Working With Strong Emotions
Thing about strong emotional responses is that you as the clinician have to have a sense of detached compassion and not let the client suffering trigger your own stuff so that you end up feeling like a perpetrator because you're making this client suffer. See, the notion is the suffering is there because of the stored memory, and this has been at the base of these problems that they've been having. You're not putting the suffering in. You're opening the door to let the suffering out. So as you're seeing them move through it, the emotional response that they're having is the digestion process.
As they're accessing these earlier events, the emotion, the perspective is going to arise. The client is going to have it at some level. They're going to have it at a shadow of the experience or a stronger emotional response to it. It is what that client needs for them. And if you look at them crying, and you say, No. No. You don't have to feel it now. Or do something quick to get them to stop feeling. What message are you giving to them about their emotions?

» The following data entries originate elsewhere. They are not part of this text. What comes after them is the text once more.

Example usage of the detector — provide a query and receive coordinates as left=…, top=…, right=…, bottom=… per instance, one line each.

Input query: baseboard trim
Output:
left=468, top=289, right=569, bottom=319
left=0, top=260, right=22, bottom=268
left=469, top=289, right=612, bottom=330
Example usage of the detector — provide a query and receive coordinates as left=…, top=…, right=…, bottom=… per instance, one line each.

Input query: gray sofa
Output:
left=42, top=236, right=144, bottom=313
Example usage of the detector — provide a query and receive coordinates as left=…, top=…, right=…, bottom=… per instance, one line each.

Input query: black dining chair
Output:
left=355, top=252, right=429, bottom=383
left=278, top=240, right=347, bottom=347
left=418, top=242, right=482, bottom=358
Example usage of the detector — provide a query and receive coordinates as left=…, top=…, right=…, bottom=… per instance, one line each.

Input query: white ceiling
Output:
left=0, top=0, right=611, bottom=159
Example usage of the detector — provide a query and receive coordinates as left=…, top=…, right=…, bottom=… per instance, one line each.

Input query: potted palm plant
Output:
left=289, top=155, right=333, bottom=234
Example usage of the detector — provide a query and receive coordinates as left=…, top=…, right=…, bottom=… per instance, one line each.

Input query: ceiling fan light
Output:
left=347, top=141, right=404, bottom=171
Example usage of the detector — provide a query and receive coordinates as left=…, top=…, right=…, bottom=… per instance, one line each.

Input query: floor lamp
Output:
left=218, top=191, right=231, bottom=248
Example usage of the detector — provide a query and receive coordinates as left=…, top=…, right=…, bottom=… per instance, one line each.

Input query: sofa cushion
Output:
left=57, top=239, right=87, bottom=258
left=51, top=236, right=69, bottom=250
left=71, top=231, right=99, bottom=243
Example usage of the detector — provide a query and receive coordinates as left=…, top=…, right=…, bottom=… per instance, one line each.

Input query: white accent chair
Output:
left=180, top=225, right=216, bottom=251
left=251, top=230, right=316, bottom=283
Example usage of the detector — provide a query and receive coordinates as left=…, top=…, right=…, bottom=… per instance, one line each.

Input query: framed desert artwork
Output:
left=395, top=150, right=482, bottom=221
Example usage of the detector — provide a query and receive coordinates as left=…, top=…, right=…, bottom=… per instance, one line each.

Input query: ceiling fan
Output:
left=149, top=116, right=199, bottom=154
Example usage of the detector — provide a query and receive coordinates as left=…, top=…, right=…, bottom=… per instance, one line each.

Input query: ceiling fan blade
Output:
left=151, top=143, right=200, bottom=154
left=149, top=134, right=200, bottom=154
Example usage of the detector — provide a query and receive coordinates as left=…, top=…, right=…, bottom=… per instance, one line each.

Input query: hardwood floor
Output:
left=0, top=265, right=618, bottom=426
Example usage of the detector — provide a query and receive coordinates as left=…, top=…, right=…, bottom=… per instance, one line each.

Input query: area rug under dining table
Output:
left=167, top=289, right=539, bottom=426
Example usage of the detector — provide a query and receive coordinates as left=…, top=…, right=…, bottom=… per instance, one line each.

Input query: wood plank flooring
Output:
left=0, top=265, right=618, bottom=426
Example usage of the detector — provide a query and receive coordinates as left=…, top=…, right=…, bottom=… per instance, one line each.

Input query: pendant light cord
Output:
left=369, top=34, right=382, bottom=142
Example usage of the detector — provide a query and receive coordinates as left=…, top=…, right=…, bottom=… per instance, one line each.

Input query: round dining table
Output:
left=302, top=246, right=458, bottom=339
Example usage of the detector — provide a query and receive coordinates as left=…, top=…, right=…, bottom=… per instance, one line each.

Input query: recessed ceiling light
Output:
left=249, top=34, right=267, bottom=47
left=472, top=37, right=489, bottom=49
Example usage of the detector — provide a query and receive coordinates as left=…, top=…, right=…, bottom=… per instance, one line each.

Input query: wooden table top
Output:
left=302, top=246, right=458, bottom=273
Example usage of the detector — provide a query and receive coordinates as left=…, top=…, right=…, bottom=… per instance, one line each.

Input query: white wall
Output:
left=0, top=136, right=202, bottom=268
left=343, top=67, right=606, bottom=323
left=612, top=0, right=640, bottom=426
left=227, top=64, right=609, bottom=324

It's not okay. It's not safe. It's not appropriate. It's shameful. Is this ringing a bell to the type of messages that a lot of your child victims have had to begin with? So if as a clinician, you're going, no. It's not okay. Take a look at what's getting wrong in you that's causing the response that it's not okay for them to experience it as they need to to process for them. So, yes, you wanna have a clinical sense of when you feel the client might be getting to a level of suffering where you need to help them through it, but let it be that it's because the client needs the help to get him through it, not because you need the help to get you through it.